2.On charge CC2016/10615 (common assault) the offender is sentenced to imprisonment for a period of three months concurrent with the sentence upon CC2016/10677 which is to be suspended upon entering into an undertaking to be of good behaviour for a period of two years subject to the same conditions as the Good Behaviour Order on CC2016/10677.
3.On charge CC2016/9314 (failure to wear a helmet) the offender is convicted and fined $400 and allowed 12 months to pay that fine.
4.On charge CC2016/12964 (unlicensed rider) the offender is convicted and fined $400 and allowed 12 months to pay that fine.

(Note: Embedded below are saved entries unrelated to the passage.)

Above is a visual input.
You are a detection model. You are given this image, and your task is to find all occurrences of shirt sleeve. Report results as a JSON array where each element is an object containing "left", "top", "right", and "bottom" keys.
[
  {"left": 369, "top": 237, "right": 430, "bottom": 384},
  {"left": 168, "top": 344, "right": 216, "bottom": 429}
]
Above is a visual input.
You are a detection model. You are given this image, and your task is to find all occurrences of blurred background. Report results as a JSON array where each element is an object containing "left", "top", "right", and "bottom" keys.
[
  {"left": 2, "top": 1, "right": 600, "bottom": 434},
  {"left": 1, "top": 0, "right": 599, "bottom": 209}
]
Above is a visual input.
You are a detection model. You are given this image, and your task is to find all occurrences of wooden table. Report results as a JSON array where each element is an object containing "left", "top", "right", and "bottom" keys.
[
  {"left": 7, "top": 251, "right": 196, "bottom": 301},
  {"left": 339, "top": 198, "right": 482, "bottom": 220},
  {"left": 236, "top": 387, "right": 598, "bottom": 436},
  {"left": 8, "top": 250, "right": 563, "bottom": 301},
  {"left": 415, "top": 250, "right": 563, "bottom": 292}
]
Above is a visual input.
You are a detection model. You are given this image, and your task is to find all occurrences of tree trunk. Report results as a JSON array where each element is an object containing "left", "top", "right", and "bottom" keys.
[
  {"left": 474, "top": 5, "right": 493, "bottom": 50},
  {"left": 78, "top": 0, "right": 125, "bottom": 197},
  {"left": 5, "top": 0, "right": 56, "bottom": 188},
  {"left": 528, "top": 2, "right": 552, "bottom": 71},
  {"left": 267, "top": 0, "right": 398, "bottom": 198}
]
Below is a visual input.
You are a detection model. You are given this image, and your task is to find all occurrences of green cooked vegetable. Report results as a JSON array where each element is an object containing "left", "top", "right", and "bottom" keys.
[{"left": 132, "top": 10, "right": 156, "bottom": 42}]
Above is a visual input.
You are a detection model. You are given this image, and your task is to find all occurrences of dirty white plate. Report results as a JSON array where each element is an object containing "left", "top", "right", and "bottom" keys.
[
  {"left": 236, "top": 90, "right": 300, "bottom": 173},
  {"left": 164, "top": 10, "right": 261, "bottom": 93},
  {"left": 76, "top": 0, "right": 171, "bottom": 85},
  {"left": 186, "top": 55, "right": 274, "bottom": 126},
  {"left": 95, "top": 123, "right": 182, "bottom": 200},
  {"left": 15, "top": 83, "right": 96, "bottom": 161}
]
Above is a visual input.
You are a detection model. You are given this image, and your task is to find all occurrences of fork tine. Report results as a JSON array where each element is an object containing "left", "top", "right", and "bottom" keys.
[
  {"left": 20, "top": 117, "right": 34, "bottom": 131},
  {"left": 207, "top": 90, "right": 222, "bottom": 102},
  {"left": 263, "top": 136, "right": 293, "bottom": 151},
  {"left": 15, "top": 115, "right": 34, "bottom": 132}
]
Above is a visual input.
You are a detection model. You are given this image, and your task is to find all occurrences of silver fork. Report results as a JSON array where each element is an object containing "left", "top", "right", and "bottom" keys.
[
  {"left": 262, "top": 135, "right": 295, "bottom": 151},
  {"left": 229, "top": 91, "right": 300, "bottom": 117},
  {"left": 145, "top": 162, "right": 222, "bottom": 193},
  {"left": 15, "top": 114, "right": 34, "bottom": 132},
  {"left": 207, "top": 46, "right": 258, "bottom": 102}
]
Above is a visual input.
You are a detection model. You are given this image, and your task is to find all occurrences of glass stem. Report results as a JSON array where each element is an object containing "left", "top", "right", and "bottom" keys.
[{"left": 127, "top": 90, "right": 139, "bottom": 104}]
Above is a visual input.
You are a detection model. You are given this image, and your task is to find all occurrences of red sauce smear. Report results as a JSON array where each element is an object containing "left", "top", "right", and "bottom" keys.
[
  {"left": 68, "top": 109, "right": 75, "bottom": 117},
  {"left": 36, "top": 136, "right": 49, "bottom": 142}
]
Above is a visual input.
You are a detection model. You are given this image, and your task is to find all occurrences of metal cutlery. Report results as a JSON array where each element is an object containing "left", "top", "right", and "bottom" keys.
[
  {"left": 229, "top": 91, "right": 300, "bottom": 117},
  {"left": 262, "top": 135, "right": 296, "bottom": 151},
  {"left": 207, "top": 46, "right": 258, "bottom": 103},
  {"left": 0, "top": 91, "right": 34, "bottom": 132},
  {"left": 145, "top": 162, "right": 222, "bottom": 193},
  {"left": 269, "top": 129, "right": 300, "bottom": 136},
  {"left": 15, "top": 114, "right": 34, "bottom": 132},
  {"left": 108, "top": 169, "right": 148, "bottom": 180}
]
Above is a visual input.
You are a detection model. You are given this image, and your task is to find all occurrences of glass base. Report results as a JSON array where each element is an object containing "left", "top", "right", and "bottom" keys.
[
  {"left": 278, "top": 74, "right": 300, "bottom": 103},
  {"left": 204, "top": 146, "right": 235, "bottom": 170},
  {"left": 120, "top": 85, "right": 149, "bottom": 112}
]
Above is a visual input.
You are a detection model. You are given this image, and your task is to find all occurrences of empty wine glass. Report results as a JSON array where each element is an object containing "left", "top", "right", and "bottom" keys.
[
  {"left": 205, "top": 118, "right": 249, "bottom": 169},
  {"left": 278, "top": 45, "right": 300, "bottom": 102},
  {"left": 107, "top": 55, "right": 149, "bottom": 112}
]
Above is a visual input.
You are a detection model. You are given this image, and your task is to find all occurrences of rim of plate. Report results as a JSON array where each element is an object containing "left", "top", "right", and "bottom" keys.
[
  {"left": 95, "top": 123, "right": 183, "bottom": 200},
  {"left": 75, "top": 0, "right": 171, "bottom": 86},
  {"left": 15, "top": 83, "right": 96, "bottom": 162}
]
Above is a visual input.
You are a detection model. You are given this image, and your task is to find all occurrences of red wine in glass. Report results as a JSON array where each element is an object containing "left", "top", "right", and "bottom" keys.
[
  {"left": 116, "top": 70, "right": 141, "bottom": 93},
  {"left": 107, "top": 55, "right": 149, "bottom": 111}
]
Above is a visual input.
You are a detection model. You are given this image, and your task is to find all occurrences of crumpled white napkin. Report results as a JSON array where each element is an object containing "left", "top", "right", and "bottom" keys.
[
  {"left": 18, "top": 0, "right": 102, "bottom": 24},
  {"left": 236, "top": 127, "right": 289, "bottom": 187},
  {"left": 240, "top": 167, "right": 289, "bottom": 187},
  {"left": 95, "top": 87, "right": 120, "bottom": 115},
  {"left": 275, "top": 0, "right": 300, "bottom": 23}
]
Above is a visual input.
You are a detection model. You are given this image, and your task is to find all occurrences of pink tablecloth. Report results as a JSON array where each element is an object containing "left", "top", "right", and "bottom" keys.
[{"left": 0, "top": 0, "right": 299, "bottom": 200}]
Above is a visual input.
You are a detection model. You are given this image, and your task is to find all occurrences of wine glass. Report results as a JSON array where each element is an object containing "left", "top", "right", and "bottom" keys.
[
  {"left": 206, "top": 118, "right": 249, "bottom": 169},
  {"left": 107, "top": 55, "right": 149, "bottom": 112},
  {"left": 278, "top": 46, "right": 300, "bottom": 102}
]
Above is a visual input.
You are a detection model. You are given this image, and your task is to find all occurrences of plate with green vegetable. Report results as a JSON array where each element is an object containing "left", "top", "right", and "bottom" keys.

5.On charge CC2016/9321 (failure to stop vehicle when requested by police) the offender is convicted and fined $600 and allowed 12 months to pay that fine.
6.On charge CC2016/9315 (failure to wear a helmet) the offender is convicted and fined $400 and allowed 12 months to pay that fine.
7.On charge CC2016/12965 (unlicensed rider) the offender is convicted and fined $400 and allowed 12 months to pay that fine.
8.On charge CC2016/9319 (aggravated dangerous driving) the offender is convicted and sentenced to imprisonment for a period of two months cumulative as to one month upon the other sentences of imprisonment but
suspended upon the offender entering into a Good Behaviour Order for a period of two years upon the same conditions as the Good Behaviour Order on charge CC2016/10677.
9.I note the automatic disqualification period from holding a driver’s licence of 12 months (for CC2016/9319).
I certify that the preceding twenty-four [24] numbered paragraphs are a true copy of the Reasons for Sentence of his Honour Justice Mossop.